How to handle interview nerves
How can I use NLP in my interview?
I'm not exactly sure how we got around to talking about it but, there we were, chatting about NLP and almost immediately he asked ‘how can I use NLP?’
Now to me that’s a bit like asking ‘How can I use this widget?’ without having determined whether the widget is something that you actually need or want! However, I could see that he was trying to establish if there was any value in his learning more about NLP.
First things first
I first explained to Jack that NLP is not a simple thing but a huge and varied body of knowledge and techniques and insights that can be applied in just about any area in one’s life.
Okay, I thought, that sounded impressive.
But it didn’t actually do much for him. And we have this thing in NLP about varying how you communicate until the other person gets it – or until you recognise your message isn’t going to work for them…
What do you want?
So I asked ‘Where would you like to make improvements in your life right now?’
He replied ‘Oh, two things – I’d like to do well in my forthcoming promotion interview at work. And I’d like to be able to switch off at weekends – because my job is quite pressurised. And have a better relationship with my teenage son.’
That was three things, but we were getting somewhere.
I needed to simplify things a little further – attempting to explain one thing by answering three separate questions is never a good strategy.
‘Which of these is more immediately important to you, right now?’

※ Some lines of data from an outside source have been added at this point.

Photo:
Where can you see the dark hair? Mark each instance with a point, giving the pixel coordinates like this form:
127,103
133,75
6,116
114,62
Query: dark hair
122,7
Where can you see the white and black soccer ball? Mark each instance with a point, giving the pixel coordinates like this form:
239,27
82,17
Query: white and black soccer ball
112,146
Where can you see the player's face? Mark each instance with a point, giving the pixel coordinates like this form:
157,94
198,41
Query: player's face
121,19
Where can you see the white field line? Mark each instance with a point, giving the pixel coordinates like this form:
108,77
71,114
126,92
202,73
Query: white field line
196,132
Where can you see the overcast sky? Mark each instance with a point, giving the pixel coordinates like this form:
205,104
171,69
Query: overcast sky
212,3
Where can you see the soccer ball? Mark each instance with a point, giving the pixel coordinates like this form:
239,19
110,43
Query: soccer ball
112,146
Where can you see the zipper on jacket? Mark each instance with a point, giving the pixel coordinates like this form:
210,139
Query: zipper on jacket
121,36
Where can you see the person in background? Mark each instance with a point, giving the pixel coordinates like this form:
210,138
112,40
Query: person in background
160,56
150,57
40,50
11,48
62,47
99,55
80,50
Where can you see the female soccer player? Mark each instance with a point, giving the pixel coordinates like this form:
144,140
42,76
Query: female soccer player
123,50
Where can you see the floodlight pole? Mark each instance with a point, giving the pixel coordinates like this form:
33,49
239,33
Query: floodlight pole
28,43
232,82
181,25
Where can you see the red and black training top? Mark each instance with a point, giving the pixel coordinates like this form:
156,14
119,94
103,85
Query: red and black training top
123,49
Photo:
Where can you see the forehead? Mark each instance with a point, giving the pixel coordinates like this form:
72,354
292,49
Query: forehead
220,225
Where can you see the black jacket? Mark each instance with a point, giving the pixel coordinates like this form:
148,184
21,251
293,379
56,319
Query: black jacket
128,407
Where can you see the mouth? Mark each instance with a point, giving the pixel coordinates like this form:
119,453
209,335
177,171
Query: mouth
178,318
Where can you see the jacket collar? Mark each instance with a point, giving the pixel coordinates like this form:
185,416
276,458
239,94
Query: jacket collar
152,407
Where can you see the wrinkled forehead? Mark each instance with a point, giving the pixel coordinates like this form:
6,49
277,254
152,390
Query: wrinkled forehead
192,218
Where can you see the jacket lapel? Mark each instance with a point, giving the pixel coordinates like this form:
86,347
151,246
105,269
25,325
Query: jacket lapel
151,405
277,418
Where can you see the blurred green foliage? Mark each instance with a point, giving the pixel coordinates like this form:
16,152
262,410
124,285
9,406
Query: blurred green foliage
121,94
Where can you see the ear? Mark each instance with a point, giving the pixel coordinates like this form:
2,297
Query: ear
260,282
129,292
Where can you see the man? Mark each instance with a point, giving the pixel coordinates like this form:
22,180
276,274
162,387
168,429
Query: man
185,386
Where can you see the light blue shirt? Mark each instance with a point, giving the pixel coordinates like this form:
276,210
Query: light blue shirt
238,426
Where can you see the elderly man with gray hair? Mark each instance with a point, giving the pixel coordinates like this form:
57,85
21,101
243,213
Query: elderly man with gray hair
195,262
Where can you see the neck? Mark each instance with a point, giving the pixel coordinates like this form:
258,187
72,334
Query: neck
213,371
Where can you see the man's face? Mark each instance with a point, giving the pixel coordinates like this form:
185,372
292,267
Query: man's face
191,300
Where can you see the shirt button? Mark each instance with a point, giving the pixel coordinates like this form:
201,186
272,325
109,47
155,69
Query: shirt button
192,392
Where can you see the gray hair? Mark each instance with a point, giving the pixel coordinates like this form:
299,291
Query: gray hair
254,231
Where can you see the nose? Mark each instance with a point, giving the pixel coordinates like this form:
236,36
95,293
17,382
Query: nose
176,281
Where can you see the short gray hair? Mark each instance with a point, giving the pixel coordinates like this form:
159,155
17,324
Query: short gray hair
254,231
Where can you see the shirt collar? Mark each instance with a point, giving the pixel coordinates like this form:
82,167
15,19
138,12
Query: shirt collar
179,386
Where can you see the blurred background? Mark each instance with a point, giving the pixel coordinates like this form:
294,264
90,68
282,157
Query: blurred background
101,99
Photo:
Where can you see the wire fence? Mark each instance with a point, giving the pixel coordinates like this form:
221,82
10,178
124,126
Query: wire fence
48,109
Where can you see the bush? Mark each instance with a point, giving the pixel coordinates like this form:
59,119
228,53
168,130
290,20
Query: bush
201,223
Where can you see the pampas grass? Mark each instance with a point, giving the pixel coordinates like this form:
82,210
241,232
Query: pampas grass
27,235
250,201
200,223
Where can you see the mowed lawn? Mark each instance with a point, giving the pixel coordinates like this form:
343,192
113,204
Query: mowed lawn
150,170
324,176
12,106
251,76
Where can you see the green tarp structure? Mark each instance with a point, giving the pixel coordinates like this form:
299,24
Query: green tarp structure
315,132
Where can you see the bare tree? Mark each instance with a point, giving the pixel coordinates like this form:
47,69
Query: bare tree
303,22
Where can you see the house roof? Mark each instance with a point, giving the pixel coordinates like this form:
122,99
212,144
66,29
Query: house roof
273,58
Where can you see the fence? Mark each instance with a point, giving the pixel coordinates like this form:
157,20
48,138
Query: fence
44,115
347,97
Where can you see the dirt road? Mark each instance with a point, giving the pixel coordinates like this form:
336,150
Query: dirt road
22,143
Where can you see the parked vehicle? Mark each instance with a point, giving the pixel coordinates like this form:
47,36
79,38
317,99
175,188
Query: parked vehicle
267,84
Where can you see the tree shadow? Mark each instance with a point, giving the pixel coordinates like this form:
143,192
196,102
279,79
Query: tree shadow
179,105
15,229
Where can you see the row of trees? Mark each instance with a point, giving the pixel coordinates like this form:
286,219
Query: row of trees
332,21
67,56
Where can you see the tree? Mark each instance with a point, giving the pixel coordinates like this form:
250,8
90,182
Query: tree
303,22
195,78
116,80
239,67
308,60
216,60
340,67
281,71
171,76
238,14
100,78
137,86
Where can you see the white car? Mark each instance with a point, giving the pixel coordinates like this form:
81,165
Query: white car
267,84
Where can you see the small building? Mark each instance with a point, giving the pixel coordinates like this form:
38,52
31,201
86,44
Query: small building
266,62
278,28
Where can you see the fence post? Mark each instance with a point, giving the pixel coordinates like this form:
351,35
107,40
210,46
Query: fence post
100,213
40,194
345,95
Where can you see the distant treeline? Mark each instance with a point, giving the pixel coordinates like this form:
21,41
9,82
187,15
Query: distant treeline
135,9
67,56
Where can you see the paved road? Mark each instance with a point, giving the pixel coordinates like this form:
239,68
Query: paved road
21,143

‘Well, I’d say doing well in that interview, of course. Then I can sort out the other areas - especially if NLP would be useful there, too...’
'Yes, I’d say that NLP can certainly help you handle the interview better.
What’s the best technique for this?
Let me clarify: real NLP isn’t not about having a technique for this and a trick for that. That’s just the simplistic view of NLP!
Real NLP is about seeing how we typically create our problems through our thinking and reactions. And then changing how we think and react.’
Let’s look at the pieces
So we drilled down a bit into the details and came up with a wish-list concerning the interview:
How to thoroughly prepare – so he knew how to sell himself and how to prepare for difficult questions i.e. his competence
How to handle his nervousness during the interview i.e. his confidence.
How to communicate effectively with the interviewer, including his body language and voice i.e. his communication skills
How to recognise and deal with self-undermining thoughts about whether he was the right person for this job i.e. resolving limiting beliefs.
And the best technique…?
Now NLP has lots and lots of techniques – probably hundreds. They can seem like magic tricks especially when you read about them or see a 10 minute video.
But that magic technique is just the tip of an iceberg. What lies beneath the surface is what makes the technique work:
First we need to clarify the issue/problem – how does it currently fit in the person’s life?
Will resolving this actually cause more problems for the person?
What does the person really want – and not want?
The preparation of their thinking to make the technique work?
The non-verbal communication of the NLPer?
The use of NLP language to loosen the problem before using the technique?
…and a handful of other things.
The ‘structure’ of the problem
In Jack’s case we had to begin by getting him to clarify, for himself, the 4 pieces which were involved in his fear of the interview.
This immediately helped. The knotted stomach and the mush of scary thoughts were replaced by clearer and less emotional thinking. He knew he had things to do. This is what we mean when we talk about the structure of a problem.
How did he get on?
I don’t know. It wasn’t a coaching session so I gave him a few suggestions for systematically dealing with the 4 pieces. And we went our separate ways.
‘So how can I use NLP?’
The short answer to Jack’s original question ‘how can I use NLP?’ is that often there isn’t a short answer.
And the slightly less-short answers?
It depends on what you want to use NLP for. And how thoroughly or how simplistically you want to use it. And the level of NLP skill that you have already acquired - or the level of NLP skill that your coach or mentor has acquired.
We can sometimes use quick techniques for very simple and superficial issues.
But usually it’s better to first ‘map out’ the problem to identify how it works, rather like Jack and I did. And, as he discovered, just doing this can have a huge impact.
Go on, then… Do a bit of NLP on me!
At the end of each of our NLP Core Skills courses I offer some suggestions to enable people to handle questions from friends and colleagues when they return to their everyday lives.
And Do some NLP on me! is one of the common questions or challenges. Behind this challenge lies a simplistic view of NLP. It goes like this: You’ve had a few days exploring with NLP in the New Forest. You must be able to do magic by now. Prove it - do something to me!
If it were that simple I’d have waved a magic wand and Jack would instantly have been ‘cured’ of his interview concerns. It isn't that simple - however, as a result of our 10 minute chat he felt a lot better about the interview – and he had a plan of action.